When Prince is killed by the Prince George’s County police, Coates goes to the memorial service at Howard University. Listening to the grieving rituals of his people, he says he knew that “Prince was not killed by a single officer so much as he was murdered by his country and all the fears that have marked it from birth.”
Living in New York, and helped by family members—siblings of Coates’ wife—and feeling grateful, he says, “I always had people.”
Between the World and Me closes with two extraordinarily powerful stories. The first one takes place on a theatre staircase in New York City, an encounter between the author and a number of people who call themselves white, and the second takes place in a small, gated community just outside Philadelphia between the author and Prince Jones’ mother. Both left me breathless with anxiety and with pain, which are the feelings Coates means to leave the reader with at the end of his beautiful book.

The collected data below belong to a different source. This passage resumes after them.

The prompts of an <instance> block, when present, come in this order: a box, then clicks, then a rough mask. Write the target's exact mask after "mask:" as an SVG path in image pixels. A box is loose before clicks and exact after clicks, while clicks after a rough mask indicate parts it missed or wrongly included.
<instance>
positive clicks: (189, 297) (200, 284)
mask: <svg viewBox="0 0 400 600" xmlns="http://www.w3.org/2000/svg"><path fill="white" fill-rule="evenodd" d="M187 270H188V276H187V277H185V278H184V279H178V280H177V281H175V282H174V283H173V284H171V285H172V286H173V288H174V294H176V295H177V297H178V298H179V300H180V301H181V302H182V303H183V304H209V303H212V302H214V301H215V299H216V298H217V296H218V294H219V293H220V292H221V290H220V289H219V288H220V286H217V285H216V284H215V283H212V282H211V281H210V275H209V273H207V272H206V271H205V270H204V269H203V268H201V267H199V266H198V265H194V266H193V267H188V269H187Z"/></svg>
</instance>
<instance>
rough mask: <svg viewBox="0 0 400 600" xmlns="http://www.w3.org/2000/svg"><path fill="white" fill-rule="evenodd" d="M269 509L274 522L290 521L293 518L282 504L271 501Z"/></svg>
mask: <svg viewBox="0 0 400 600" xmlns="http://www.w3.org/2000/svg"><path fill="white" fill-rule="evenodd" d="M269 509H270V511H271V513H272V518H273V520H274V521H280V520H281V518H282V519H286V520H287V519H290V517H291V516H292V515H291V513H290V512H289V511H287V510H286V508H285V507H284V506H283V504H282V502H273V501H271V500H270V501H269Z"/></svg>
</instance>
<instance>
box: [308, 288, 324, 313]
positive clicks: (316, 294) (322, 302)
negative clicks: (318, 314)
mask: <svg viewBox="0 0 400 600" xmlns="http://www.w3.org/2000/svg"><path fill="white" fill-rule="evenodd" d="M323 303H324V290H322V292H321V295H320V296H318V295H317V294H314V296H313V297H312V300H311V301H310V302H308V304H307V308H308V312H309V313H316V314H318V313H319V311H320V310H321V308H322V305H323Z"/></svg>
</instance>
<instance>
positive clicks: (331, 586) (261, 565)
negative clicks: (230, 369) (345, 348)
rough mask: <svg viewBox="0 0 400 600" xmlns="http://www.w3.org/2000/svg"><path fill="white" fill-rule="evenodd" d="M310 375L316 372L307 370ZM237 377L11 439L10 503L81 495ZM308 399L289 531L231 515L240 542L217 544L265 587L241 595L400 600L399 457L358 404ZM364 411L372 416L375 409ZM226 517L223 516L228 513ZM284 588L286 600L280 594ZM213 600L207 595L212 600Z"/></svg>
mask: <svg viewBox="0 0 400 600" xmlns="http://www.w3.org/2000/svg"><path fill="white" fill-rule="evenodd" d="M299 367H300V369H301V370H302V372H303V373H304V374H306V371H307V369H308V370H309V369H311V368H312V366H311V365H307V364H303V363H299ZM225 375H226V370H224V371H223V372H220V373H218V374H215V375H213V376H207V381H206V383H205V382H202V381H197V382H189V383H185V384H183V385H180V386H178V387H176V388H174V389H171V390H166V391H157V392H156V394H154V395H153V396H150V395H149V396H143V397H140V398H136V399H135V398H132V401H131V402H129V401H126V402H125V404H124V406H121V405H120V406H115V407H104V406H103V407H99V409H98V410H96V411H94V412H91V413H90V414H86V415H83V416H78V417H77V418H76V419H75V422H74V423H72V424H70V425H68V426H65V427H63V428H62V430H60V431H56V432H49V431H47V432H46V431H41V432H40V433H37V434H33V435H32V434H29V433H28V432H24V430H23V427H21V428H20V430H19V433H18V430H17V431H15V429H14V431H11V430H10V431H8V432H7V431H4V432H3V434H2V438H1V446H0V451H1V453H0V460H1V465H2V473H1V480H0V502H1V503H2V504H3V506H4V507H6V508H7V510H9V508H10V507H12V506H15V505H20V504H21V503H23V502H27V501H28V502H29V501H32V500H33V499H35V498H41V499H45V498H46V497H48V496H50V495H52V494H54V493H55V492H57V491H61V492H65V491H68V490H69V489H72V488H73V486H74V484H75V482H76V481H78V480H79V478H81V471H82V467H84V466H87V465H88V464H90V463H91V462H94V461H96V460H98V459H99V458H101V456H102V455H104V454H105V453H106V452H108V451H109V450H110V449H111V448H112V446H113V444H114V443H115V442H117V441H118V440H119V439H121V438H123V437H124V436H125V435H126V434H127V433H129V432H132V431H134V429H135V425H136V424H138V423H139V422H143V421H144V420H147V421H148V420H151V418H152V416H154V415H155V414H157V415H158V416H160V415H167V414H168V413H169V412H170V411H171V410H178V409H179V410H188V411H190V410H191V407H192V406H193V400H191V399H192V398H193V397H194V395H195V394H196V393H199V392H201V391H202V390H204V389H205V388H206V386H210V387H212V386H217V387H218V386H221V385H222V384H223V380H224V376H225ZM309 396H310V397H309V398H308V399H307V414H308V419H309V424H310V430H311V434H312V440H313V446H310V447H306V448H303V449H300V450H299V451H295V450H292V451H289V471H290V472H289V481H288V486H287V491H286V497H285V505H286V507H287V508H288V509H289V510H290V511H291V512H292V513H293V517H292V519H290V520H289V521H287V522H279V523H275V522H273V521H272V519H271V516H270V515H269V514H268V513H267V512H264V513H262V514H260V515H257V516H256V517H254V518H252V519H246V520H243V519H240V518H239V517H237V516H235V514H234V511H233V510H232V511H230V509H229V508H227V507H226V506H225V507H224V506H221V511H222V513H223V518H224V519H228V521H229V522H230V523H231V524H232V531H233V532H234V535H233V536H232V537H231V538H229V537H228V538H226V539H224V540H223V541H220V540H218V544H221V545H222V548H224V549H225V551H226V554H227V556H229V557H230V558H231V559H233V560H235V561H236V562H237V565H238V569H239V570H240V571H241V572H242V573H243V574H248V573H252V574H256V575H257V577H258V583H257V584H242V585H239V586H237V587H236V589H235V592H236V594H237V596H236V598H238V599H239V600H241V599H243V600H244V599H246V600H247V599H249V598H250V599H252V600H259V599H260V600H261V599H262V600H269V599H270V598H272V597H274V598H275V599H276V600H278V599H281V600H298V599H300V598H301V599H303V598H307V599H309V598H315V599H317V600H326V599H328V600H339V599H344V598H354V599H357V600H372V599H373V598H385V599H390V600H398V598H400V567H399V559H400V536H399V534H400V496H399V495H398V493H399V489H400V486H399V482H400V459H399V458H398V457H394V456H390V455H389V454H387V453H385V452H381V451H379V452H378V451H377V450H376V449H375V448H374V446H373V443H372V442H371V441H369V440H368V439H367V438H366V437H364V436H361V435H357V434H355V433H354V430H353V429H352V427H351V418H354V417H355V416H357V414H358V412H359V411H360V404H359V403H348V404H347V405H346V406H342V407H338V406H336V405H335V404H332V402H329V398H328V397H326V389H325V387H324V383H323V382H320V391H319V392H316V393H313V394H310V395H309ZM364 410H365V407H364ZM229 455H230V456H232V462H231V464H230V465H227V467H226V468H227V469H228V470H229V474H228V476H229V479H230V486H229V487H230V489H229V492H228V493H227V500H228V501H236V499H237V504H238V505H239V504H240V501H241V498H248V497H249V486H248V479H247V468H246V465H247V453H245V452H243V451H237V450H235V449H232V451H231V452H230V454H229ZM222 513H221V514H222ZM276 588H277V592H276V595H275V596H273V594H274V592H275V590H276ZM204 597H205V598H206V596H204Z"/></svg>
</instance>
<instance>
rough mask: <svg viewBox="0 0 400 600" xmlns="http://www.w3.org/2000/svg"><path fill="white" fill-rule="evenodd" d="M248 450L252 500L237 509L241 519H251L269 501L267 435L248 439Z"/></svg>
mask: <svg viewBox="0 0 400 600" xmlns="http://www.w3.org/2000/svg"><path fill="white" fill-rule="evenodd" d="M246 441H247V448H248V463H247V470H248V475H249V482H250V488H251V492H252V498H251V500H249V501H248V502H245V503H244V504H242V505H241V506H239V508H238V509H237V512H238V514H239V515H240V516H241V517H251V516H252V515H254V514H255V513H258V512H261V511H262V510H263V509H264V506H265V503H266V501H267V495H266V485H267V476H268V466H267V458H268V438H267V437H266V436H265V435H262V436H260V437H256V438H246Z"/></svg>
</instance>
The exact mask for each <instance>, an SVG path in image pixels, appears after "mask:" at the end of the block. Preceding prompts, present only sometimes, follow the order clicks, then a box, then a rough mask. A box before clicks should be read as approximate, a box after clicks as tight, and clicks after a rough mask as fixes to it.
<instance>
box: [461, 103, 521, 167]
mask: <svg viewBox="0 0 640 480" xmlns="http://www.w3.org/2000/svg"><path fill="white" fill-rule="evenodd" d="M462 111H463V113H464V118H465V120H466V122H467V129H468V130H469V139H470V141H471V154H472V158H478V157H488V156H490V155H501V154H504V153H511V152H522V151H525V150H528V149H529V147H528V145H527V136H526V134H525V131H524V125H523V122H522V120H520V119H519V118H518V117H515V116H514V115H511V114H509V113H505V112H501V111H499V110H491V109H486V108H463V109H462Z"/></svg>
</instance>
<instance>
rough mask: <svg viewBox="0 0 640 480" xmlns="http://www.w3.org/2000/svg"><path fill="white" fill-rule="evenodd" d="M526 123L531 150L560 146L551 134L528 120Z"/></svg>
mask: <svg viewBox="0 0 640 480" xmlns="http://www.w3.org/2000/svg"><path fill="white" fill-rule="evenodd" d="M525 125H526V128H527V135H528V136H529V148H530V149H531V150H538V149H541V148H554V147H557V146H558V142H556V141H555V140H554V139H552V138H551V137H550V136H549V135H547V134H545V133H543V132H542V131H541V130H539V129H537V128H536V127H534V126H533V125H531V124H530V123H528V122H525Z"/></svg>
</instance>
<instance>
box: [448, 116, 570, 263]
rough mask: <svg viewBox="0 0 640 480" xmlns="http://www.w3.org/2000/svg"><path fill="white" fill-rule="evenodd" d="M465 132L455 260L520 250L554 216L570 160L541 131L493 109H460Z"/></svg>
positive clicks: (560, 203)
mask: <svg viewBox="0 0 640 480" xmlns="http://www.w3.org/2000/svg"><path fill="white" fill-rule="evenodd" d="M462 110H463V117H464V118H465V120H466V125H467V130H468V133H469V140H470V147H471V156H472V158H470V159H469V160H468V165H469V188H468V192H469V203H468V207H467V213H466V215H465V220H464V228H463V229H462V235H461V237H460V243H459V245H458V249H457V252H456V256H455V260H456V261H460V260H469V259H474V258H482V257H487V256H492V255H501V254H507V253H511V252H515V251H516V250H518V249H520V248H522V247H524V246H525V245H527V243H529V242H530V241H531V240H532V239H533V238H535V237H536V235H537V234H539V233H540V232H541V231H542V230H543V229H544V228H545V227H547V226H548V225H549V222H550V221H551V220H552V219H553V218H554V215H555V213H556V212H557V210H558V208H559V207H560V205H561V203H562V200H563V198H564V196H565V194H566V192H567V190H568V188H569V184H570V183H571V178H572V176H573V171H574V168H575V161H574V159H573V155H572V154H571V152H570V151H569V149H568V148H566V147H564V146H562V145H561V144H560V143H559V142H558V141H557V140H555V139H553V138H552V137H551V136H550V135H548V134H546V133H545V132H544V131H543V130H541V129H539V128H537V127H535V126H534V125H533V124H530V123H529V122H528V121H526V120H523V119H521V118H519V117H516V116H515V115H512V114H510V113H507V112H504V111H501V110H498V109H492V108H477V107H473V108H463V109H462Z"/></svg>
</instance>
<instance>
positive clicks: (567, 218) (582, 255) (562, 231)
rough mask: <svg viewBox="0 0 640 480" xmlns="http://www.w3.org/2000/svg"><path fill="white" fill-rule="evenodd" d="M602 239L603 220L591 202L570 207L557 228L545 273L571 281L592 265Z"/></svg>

This book has been out a little over a month. There were reviews of it everywhere, and I saw Coates interviewed on MSNBC. I resisted it because it is such a painful subject. Then I couldn’t avoid it. It is not, I acknowledge, as painful a subject for me as for Coates. So, when a good friend wanted to give me a copy, I accepted a digital edition, and I read it. At first, it was difficult. He doesn’t write in a linear fashion, making one point after another, proceeding logically, which is disturbing at first. But he does proceed roughly chronologically—childhood, youth, young adulthood, adulthood—as in the manner of memoirs. And he does proceed roughly logically. He proposes his subject and then investigates. I write about these matters because the subject of Coates’ book is so difficult to read and to understand, because he writes about painful things. He’s written a masterpiece, and that is cause for celebration.